- Born: 23 January 1934 Barisal, Bengal Presidency, British India
- Died: 19 June 2008 (aged 74) Kolkata, West Bengal, India
- Occupations: Journalist, founder-editor of Bartaman

= Barun Sengupta =

Indian writer (1934–2008)

Barun Sengupta (বরুণ সেনগুপ্ত) (23 January 1934 – 19 June 2008), the founder-editor of Bartaman newspaper, was a Bengali journalist and popular political critic. He is remembered for his bold and simple diction of political analysing that made him extremely well liked among the common readers in West Bengal.

==Life==
Son of Nirmalananda Sengupta and Ranibala Devi, Barun Sengupta was born in Barisal (in present-day Bangladesh). Sengupta, along with his family, moved to Kolkata before the partition of India in 1947 and rented a house near Baithakkhana Market in north-central Kolkata.

His education started in B.M. School, Barisal. Later he was admitted to Town School, Kolkata. After graduating in commerce from City College, Kolkata, he founded a periodical named Bhabikal which lasted a few issues. In 1957, he founded another weekly named Bartaman with the aid of Hemanta Kumar Bose, a popular leader of the political party, Forward Bloc. He joined Anandabazar Patrika in 1960 and became its first designated political correspondent in 1965. During the Emergency, he was sent to jail along with another reporter, Gour Kishore Ghosh.

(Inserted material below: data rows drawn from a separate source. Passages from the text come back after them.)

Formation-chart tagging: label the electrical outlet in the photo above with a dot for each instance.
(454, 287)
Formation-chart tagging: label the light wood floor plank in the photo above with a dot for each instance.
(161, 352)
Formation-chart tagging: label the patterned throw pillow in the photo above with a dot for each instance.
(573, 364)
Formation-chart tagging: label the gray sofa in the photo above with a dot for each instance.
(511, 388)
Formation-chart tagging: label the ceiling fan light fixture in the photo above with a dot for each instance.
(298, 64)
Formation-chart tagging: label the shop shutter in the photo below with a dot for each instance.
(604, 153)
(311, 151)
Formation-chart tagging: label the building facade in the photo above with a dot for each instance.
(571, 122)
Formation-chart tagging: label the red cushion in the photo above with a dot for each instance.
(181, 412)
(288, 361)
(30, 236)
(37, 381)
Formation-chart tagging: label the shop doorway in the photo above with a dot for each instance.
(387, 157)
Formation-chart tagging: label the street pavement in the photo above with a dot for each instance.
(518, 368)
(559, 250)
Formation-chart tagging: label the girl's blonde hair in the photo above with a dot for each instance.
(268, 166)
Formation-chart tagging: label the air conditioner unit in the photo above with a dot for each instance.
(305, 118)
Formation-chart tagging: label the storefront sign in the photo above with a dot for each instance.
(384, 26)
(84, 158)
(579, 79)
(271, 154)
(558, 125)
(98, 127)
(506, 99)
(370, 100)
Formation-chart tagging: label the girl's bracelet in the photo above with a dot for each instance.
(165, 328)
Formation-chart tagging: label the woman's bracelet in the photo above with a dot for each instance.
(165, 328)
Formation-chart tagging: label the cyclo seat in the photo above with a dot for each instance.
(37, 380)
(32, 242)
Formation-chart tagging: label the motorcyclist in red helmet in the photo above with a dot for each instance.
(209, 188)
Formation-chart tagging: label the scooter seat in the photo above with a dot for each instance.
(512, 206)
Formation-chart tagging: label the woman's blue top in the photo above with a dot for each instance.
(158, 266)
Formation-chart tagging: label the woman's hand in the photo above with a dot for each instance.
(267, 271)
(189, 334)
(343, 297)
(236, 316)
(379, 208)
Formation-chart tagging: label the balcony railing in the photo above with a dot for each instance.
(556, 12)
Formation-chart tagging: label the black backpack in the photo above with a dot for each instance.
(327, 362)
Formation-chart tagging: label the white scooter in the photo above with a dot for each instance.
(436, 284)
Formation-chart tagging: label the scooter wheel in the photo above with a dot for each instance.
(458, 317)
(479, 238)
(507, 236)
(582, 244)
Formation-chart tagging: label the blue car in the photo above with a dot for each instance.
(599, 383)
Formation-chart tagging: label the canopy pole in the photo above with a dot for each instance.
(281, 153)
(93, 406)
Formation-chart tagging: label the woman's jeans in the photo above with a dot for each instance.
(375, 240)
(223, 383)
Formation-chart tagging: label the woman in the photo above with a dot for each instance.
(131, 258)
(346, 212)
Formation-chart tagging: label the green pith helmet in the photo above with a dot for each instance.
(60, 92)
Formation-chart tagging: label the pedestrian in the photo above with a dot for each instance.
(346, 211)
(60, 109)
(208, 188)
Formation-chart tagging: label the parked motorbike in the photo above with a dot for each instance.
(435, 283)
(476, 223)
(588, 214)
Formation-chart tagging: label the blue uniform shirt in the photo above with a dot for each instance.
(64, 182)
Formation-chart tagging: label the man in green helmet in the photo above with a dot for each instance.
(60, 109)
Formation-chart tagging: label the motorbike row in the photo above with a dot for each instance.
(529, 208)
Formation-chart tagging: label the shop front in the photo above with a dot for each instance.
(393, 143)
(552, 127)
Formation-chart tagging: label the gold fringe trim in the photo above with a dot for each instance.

In 1984, he left Anandabazar Patrika to start his own journal and launched Bartaman, a daily, on 7 December that year. For its straightforward and intrepid style, the journal became extremely popular among the common Bengali readers. Later Sengupta launched two more periodicals – Saptahik Bartaman, a weekly and Sukhi Grihokon, a monthly and this time too it was a success. He died in a south Kolkata nursing home after a brief illness, having completed 50 years in journalism the previous year.

==Books==
He wrote several books on India's political situation. One of his controversial book Indira Ekadashi was based on the 11-year tenure (1966–77) of Indira Gandhi as the Prime Minister of India.
- Pala Badaler Pala
- Sab Charitra Kalpanik
- Bipak-i-stan
- Andhakarer Antaraley
- Netajir Antardhan Rahasya

== Remembrance ==
A metro station was named after him as Barun Sengupta Metro Station in the Orange Line of Kolkata Metro. The station is meant to serve the Science City and surrounding area of Eastern Kolkata.